Earlier on Thursday, Law&Crime reported on the Supreme Court’s decision to upbraid the Ninth Circuit for deciding a case that court seemed to design for itself rather than the case that was presented by the parties. Rather than rendering an opinion on whether it was illegal for immigration consultant Evelyn Sineneng-Smith under 8 U.S.C. § 1324 to “encourage or induce an alien to come to, enter, or reside in the United States,” the Supreme Court bashed the Ninth Circuit for going out of its way to answer the question in the first place.
The SCOTUS unanimously held — with Justice Ruth Bader Ginsburg penning the opinion of the court and Clarence Thomas writing a concurrence — that the Ninth Circuit flouted the “principle of party presentation.”

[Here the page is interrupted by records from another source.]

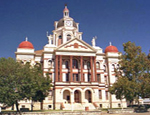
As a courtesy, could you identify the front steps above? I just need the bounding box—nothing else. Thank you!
[62,103,96,110]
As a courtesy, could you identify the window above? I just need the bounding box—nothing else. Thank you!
[99,104,103,108]
[66,73,69,82]
[48,90,52,100]
[104,65,106,72]
[58,35,62,45]
[87,73,91,82]
[48,60,52,67]
[73,74,79,82]
[48,105,52,108]
[117,64,120,69]
[22,105,25,108]
[118,103,121,107]
[65,61,69,69]
[99,90,102,99]
[112,64,115,71]
[106,91,108,100]
[73,59,78,68]
[104,76,107,84]
[96,62,100,69]
[97,74,101,82]
[87,61,91,69]
[67,34,71,41]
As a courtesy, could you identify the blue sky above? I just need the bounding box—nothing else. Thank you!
[0,0,150,58]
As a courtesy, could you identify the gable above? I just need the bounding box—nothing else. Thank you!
[55,38,96,53]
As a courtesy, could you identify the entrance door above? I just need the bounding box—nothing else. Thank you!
[74,90,80,103]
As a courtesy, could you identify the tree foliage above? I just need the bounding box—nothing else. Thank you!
[0,58,51,110]
[109,42,150,102]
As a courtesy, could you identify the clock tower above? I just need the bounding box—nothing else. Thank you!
[47,5,82,46]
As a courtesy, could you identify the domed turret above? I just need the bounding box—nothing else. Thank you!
[105,43,118,53]
[18,37,34,49]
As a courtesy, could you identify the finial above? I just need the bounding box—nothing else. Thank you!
[46,31,48,37]
[92,36,97,47]
[65,4,67,8]
[26,37,28,41]
[109,42,111,46]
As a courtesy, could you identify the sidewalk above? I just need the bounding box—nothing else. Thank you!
[101,111,150,115]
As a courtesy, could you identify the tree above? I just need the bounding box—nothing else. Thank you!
[109,42,150,106]
[0,58,51,111]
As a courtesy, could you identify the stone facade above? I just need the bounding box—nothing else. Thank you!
[15,6,126,110]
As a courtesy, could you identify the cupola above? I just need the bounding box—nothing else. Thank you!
[105,43,118,53]
[63,4,69,17]
[18,37,34,49]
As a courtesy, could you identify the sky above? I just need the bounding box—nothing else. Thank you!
[0,0,150,58]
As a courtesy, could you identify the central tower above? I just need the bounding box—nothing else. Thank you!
[47,5,82,47]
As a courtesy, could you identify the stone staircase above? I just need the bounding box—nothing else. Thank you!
[63,103,96,110]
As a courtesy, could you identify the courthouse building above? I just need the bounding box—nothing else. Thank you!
[15,6,126,110]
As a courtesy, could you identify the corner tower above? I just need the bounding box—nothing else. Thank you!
[47,5,82,47]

“That principle forecloses the controlling role the Ninth Circuit took on in this case. No extraordinary circumstances justified the panel’s takeover of the appeal. Sineneng-Smith, represented by competent counsel, had raised a vagueness argument and First Amendment arguments homing in on her own conduct, not that of others,” the Supreme Court ruled. “Electing not to address the party-presented controversy, the panel projected that [8 U.S.C.] §1324(a)(1)(A)(iv) might cover a wide swath of protected speech, including abstract advocacy and legal advice. It did so even though Sineneng-Smith’s counsel had presented a contrary theory of the case in her briefs and before the District Court.”
The Supreme Court called the Ninth Circuit‘s hijacking of the case a “radical transformation” that went “well beyond the pale;” the Ninth Circuit was called out specifically for inviting three amici curiae (non-parties) to “brief and argue issues framed by the panel, including a question Sineneng-Smith herself never raised earlier.”

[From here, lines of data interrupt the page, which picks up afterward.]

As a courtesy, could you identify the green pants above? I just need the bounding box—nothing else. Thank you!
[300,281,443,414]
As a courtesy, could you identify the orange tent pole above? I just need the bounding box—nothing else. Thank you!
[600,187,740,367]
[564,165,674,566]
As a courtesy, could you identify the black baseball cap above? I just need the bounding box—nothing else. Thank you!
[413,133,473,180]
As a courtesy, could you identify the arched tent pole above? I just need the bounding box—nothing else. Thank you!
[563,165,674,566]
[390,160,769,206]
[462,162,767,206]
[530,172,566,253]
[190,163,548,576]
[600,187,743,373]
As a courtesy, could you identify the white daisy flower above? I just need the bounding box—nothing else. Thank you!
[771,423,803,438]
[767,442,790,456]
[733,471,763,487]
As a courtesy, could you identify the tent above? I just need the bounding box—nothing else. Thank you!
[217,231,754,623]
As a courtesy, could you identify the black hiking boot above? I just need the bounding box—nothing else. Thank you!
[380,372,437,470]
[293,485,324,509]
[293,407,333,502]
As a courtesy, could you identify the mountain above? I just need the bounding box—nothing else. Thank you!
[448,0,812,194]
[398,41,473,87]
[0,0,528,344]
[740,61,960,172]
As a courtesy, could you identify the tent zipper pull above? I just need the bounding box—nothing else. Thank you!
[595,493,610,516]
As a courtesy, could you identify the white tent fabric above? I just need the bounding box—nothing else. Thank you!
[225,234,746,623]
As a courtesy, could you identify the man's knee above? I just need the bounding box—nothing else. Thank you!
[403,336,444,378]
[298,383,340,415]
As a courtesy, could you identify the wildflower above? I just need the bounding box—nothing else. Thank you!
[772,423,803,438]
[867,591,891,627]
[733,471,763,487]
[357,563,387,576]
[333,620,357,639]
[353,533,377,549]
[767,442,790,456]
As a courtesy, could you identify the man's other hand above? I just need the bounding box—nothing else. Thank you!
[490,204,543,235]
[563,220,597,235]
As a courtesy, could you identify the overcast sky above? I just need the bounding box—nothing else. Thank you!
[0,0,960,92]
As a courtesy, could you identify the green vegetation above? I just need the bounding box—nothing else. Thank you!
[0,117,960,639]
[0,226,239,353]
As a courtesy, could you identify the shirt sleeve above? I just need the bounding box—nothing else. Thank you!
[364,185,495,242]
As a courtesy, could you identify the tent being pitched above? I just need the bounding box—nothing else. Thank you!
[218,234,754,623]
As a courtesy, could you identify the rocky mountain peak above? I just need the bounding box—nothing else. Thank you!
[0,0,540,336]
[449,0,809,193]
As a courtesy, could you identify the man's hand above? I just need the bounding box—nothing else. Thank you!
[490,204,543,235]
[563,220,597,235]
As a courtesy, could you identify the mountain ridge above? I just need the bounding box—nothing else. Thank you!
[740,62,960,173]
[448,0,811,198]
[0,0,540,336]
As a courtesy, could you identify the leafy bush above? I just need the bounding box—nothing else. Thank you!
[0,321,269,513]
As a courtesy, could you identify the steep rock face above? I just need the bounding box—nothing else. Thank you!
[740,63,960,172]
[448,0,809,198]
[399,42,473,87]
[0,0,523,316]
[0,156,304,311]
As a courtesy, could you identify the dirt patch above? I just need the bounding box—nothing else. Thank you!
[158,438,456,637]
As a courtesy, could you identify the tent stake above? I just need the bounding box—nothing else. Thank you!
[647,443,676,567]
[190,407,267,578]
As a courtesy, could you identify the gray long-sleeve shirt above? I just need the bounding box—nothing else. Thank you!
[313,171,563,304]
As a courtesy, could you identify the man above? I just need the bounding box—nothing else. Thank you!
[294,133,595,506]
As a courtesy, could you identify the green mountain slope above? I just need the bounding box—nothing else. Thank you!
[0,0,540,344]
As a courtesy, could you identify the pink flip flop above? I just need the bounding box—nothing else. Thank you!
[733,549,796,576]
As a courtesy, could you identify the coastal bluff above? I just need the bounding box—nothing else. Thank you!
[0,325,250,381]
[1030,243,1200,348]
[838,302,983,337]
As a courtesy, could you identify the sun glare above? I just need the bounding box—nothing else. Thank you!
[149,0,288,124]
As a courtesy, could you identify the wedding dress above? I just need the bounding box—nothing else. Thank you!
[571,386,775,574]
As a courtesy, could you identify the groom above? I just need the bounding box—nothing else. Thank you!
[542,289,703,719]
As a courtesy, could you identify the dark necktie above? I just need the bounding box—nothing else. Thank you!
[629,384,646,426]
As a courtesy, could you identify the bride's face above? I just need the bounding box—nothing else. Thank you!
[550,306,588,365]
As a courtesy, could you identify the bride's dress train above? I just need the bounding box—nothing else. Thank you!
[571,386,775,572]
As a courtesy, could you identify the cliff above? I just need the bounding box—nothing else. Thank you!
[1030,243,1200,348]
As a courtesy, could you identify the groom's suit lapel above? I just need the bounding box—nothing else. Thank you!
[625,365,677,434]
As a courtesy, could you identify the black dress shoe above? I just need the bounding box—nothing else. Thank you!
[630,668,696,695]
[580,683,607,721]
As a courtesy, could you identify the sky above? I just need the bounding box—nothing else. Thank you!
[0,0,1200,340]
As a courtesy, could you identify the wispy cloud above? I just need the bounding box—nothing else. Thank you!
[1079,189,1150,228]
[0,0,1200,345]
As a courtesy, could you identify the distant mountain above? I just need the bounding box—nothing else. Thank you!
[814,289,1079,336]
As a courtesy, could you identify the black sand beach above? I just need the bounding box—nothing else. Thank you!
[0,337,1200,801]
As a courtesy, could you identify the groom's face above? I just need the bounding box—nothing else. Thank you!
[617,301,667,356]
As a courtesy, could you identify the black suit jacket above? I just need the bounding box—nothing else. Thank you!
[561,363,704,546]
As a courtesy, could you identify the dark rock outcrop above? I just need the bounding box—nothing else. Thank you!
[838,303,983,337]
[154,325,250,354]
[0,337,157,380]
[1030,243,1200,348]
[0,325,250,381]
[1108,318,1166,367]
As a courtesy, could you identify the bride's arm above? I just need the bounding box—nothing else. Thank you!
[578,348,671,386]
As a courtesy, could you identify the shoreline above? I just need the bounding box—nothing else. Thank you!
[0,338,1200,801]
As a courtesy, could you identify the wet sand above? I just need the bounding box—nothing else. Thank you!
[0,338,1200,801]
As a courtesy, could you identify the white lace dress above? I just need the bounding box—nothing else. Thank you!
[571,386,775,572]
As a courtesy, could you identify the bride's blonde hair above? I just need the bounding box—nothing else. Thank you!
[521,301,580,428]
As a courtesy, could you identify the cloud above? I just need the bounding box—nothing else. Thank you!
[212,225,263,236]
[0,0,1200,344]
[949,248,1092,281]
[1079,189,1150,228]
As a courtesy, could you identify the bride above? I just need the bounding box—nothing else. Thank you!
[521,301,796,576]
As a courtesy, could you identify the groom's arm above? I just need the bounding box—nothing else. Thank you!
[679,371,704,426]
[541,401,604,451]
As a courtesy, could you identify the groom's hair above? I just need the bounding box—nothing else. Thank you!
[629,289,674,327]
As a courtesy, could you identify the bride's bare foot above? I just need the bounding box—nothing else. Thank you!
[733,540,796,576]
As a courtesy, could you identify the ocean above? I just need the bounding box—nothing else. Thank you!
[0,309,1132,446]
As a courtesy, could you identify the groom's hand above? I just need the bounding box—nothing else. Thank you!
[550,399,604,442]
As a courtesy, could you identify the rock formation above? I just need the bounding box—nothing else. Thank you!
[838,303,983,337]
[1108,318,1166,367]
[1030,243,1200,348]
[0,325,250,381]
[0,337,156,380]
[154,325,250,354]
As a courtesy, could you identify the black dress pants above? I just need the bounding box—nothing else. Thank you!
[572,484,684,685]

Lawyers read these words and said they immediately thought of another court that plays fast and loose with the “principle of party presentation”: the Supreme Court of the United States.
“I’m old enough to remember when SCOTUS hijacked a narrow case in Citizens United and ordered re-argument in order to grant wildly expansive, democracy destabilizing relief that the plaintiff had not sought below (and [for] which [t]here was no factual record in a trial court)!!!” commented attorney Jeff Hauser, director of anti-political corruption group the Revolving Door Project.

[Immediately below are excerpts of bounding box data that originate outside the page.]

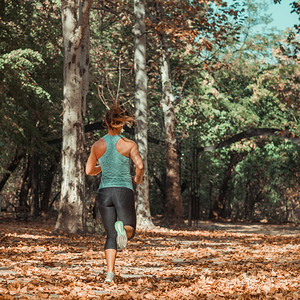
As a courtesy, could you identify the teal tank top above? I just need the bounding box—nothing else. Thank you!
[98,134,133,190]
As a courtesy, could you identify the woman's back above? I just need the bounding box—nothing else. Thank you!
[98,135,133,190]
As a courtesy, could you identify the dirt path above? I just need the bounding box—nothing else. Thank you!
[0,222,300,299]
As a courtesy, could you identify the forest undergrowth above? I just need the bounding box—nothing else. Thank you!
[0,220,300,299]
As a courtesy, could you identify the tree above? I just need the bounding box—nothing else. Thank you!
[157,1,184,224]
[55,0,93,234]
[134,0,154,229]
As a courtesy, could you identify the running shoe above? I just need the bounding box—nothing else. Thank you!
[115,221,127,249]
[104,272,116,283]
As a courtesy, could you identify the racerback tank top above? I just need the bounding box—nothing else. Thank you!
[98,134,133,190]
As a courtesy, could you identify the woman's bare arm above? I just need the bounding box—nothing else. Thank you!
[85,144,101,175]
[130,142,144,184]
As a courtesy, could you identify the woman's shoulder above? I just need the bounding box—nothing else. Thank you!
[122,136,136,146]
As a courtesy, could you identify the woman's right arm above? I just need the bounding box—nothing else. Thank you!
[130,142,144,184]
[85,144,101,175]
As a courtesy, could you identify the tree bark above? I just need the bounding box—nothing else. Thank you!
[0,152,24,193]
[209,153,246,219]
[134,0,154,230]
[29,152,40,217]
[161,24,184,224]
[55,0,93,234]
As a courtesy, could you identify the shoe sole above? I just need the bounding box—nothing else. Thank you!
[115,221,127,249]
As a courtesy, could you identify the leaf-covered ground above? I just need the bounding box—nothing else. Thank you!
[0,221,300,299]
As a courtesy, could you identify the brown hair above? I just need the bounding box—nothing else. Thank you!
[105,103,135,129]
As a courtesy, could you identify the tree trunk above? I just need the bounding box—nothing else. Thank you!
[0,152,24,193]
[134,0,154,230]
[55,0,93,234]
[16,161,31,220]
[209,153,245,219]
[41,155,60,213]
[161,35,184,224]
[29,152,40,217]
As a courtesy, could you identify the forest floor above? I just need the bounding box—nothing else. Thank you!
[0,220,300,299]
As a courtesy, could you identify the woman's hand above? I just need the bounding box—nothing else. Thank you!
[132,176,143,184]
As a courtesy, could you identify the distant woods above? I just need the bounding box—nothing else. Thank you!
[0,0,300,227]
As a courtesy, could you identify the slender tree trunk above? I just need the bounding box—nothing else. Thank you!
[134,0,154,229]
[29,152,40,216]
[0,153,24,193]
[161,35,184,224]
[41,157,59,213]
[55,0,93,234]
[17,161,31,219]
[209,153,245,219]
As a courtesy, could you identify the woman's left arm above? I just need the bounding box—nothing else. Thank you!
[85,144,101,175]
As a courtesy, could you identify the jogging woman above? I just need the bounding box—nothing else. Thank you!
[86,105,144,283]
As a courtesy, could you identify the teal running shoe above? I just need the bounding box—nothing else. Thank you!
[115,221,127,249]
[104,272,116,283]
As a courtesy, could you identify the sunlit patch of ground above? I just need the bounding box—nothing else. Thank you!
[0,222,300,299]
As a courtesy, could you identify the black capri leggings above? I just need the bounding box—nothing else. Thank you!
[96,187,136,250]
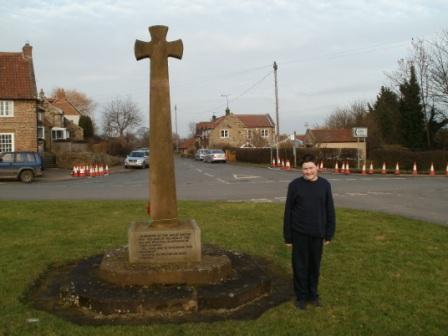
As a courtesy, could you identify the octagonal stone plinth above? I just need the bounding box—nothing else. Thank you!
[98,247,232,286]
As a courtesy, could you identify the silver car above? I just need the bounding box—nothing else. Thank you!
[124,149,149,168]
[204,149,227,163]
[194,148,208,161]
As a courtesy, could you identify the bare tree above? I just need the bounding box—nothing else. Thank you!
[430,30,448,104]
[103,97,142,137]
[324,101,368,128]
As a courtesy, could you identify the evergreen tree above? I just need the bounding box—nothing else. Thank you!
[400,66,425,149]
[371,86,402,144]
[79,115,94,139]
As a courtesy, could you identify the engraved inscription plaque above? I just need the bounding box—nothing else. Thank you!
[129,220,201,263]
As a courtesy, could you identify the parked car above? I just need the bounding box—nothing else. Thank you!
[194,148,208,161]
[0,152,44,183]
[204,149,226,163]
[124,148,149,168]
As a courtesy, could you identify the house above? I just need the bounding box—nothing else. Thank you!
[195,109,275,148]
[179,138,196,155]
[303,128,367,160]
[0,43,38,152]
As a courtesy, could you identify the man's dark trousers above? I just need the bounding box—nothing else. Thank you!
[292,232,323,301]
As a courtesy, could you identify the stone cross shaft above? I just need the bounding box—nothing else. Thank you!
[134,26,183,226]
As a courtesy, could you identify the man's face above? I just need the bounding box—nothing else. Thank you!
[302,162,317,181]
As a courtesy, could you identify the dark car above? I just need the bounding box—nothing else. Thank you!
[0,152,43,183]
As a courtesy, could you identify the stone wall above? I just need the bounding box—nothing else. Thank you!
[0,100,37,151]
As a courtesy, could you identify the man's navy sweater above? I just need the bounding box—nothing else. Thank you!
[283,177,336,244]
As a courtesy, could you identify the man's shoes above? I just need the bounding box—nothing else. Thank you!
[309,299,322,307]
[294,300,306,310]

University of Texas law professor Steven Vladeck similarly turned the tables on SCOTUS.
“#SCOTUS’s opinion in Sineneng-Smith chastises the Ninth Circuit for something the Justices do *all the time*—focus on issues not raised in the parties’ briefs. Indeed, the Court just asked *last week* for the parties in the Trump tax cases to brief an issue they hadn’t addressed,” he said. “Justice Ginsburg certainly tries to explain why what the Ninth Circuit did here differs from what #SCOTUS has (repeatedly) done—even providing an appendix with examples. But I’m not sure there’s such a coherent line between #SCOTUS’s practice and what the Ninth Circuit did here.”
“And if the analytical distinctions don’t hold up, then the only remaining distinction is that lower courts are subject to the ‘party presentation’ principle far more than #SCOTUS itself is. That may be what the Justices *think*, but it’s telling that they don’t actually *say* so,” Vladeck concluded.
Still others said that SCOTUS had arguably done the very thing it was criticizing in this case.
“Indeed, one might say that SCOTUS ended up doing just that _in this case_. The grounds on which it reversed were not the ones the government sought cert on or really even argued,” former Department of Justice attorney and current civil rights lawyer Sasha Samberg-Champion said.
The observations and debate continued.
National security lawyer Kel McClanahan arguably summed up the growing consensus: SCOTUS applied the “quod ego dico sic” (“because I say so”) doctrine in U.S. v. Sineneng-Smith.